As more and more aspects of our lives go digital, email is replacing postal mail for both business and personal correspondence. The challenge is how to organize, manage and protect this digital information. Like any other organizational system, there are many options and your system will be one that suits your own lifestyle. Here are a few suggestions:
- Take advantage of your mail system. Learn its features and put them to work in your organizational system. For example, Yahoo Mail provides a folder-based system for organizing archived messages while Gmail uses labels (tags). Both systems have superb search facilities to help you find specific itemsn in your message archives. Create an organizational scheme – whether it be a tag list or folder structure – that works for you.
- For those who prefer to use a mail client, you may want to keep copies of your “saved” messages on the mail server also. Even if you reach a point where you are paying for storage, it’s still a very cost-efficient off-site backup location. Just remember that when you’re using the POP protocol to deliver email to your desktop client that 1) you’ll have to configure it to keep copies at the server, 2) when you delete a message on your client, you aren’t deleting it on the server and 3) when you send a message from your client, you’ll have a copy in your client’s sent messages folder but not the server’s.

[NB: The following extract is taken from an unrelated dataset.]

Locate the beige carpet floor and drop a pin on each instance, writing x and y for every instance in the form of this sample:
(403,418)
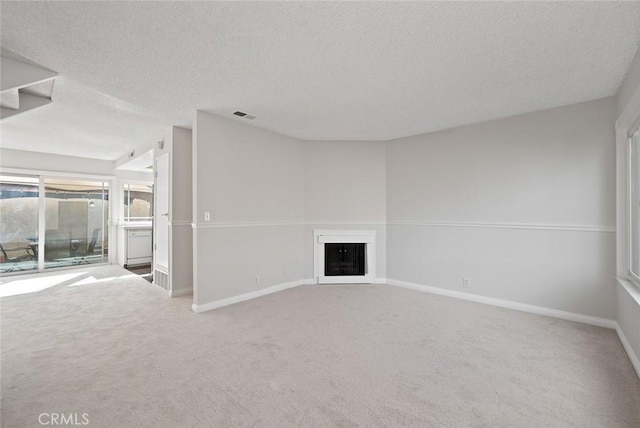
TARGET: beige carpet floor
(106,343)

- Because I use a scanner and desktop document management system to digitize household paperwork and store it on my home network, I “print” a lot of my messages as PDF files and include them in this system. I have a scanner/software combination that creates “searchable PDFs” meaning a computer can read – and search – the scanned text. The document management system provides a means of embedding metadata with the message and organizing it with other related documents.
- Choose an email client that provides organization, archiving and backup features and learn to use them. You have spent money and effort developing paper filing and organizational systems, why wouldn’t you do the same for your email?
This can, and will be, an article of its own but there are four things you must do religiously.
- Create a secure password for your email account (more than 10 characters with a combination of letters, numbers and special characters) and change it frequently.
- Be very cautious about using public computers to access your mail. If you must use one, change your password as soon as you can get to a secure system.
- Do not download attachments unless they are coming from someone you know and it’s something you are expecting. If you know the sender but weren’t expecting an attachment, check with the person first before opening the attachment.
- Backup! Backup! Backup! And, backup some more.
Obviously, this article just hits the highlights of all there is to know about email. Future articles will look at client apps, management ideas and security in more detail. Email has become so important in both our research and personal lives that it deserves a lot more attention.